Wall Street is rising but remains nervous
information provided by AFP • 04/11/2025 at 4:25 p.m.
An operator at the New York Stock Exchange, April 3, 2025. (AFP / CHARLY TRIBALLEAU)
After a downturn in the market, the New York Stock Exchange rose on Friday thanks to bank results and the end of a very eventful week, but remains nervous about the trade offensive launched by Donald Trump.
At around 2:10 PM GMT, the Dow Jones gained 0.38%, the Nasdaq index gained 0.65% and the broader S&P 500 index gained 0.42%.
Despite the continued market excitement, "we are seeing a sort of sigh of relief (on Friday) from the investor market," Adam Sarhan of 50 Park Investments told AFP.
One of the reasons for this is that "investors feared that the big banks would have a very bad quarter" because of Donald Trump's trade offensive, but "this is not the case," the analyst assures.
Banks published generally encouraging results before the opening of Wall Street, even though their prices were moving in a see-saw pattern at the opening.
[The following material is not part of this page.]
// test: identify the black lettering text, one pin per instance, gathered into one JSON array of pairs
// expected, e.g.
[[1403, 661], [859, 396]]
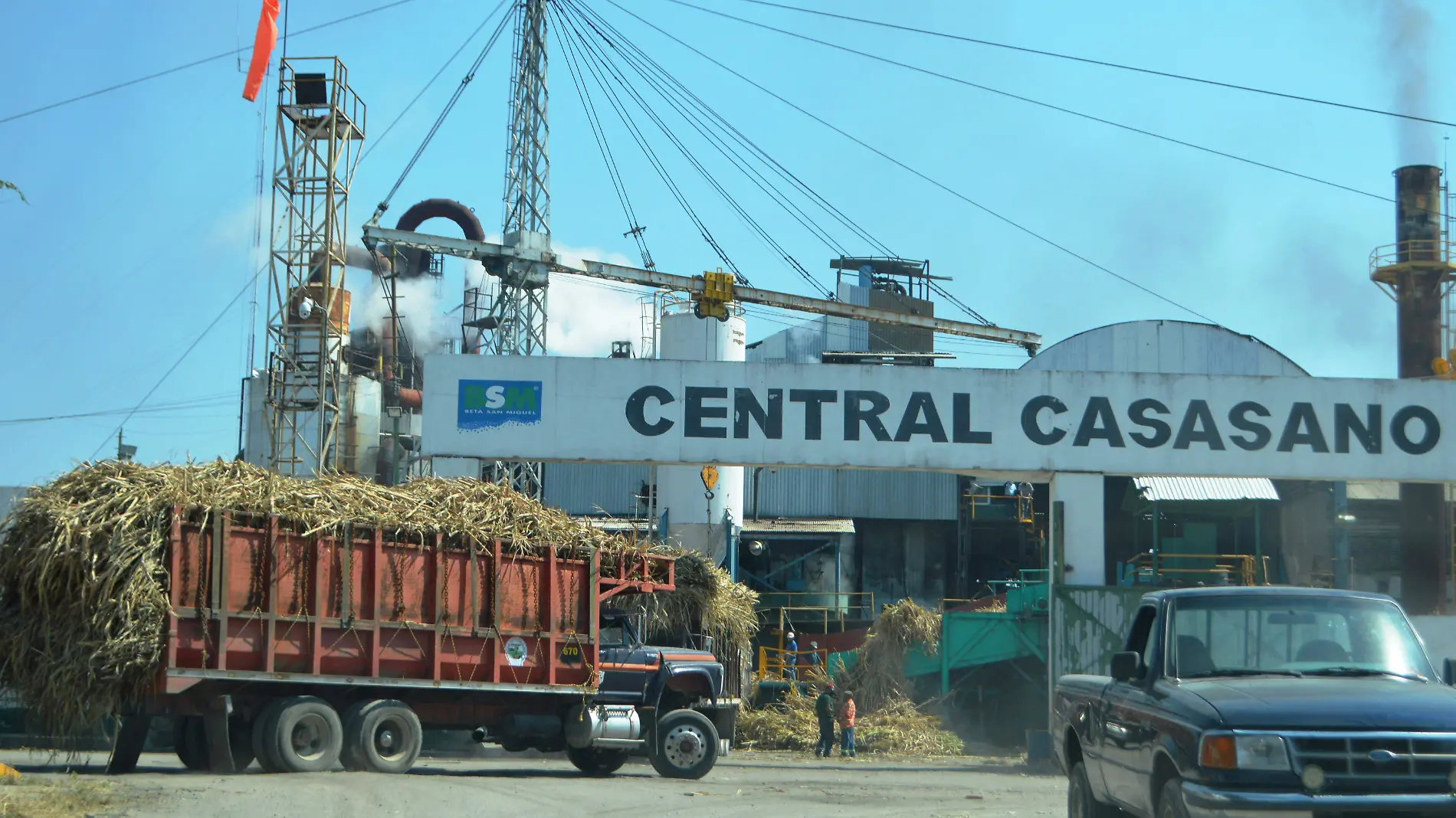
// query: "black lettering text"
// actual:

US bank JPMorgan Chase (+1.88%) reported first-quarter results on Friday that beat expectations, as did US investment bank Morgan Stanley (-0.71%).
The American bank Wells Fargo, which posted mixed results (-4.14%), expects a "more unstable economic environment" in 2025, which could weigh on its growth, warns its boss.
The same sentiment was echoed by JPMorgan Chase, with its CEO, Jamie Dimon, warning of the "considerable turbulence" the economy is facing.
"Stock market volatility reflects declining confidence in corporate forecasts due to the impact of tariffs, with recession fears influencing investor behavior," O'Hare said.
Market players remain nervous and the markets are particularly fragile in the face of the escalation in the trade war between Beijing and Washington.
The day before, the American market had closed sharply down.
In the latest episode, China announced Friday that it would raise its additional customs duties on American products to 125%, in response to the 145% tariffs imposed by the White House this week on its imports.
"Not only is (China) copying what Trump says, but Beijing is also making fun of him," Sarhan noted of China's new tariffs. "This is not going to please the American president," he believes.
"The escalating trade war between the United States and China, marked by reciprocal tariffs exceeding 100%, has disrupted global trade and increased economic uncertainty," Patrick O'Hare of Briefing.com summarized in a note.
In terms of indicators, US companies saw their production costs generally decrease in April, mainly due to the drop in oil prices, according to the PPI index published Friday.
Over one month, the producer price index fell by 0.4% (compared to +0.1% the previous month, a value revised upwards), according to the report from the US Department of Labor.
This came as a surprise to analysts who had expected it to rise by 0.2%, according to the consensus published by MarketWatch.
"It's another sigh of relief on the inflation front," said Chris Zaccarelli of Northlight Asset Management.
On the bond market, the yield on ten-year US government bonds rose sharply to 4.52%, compared to 4.41% the previous day at closing.
Donald Trump acknowledged Wednesday that he was monitoring the decline in the US debt market before deciding on a three-month pause on some of his tariff surcharges, while maintaining the 10% already in force.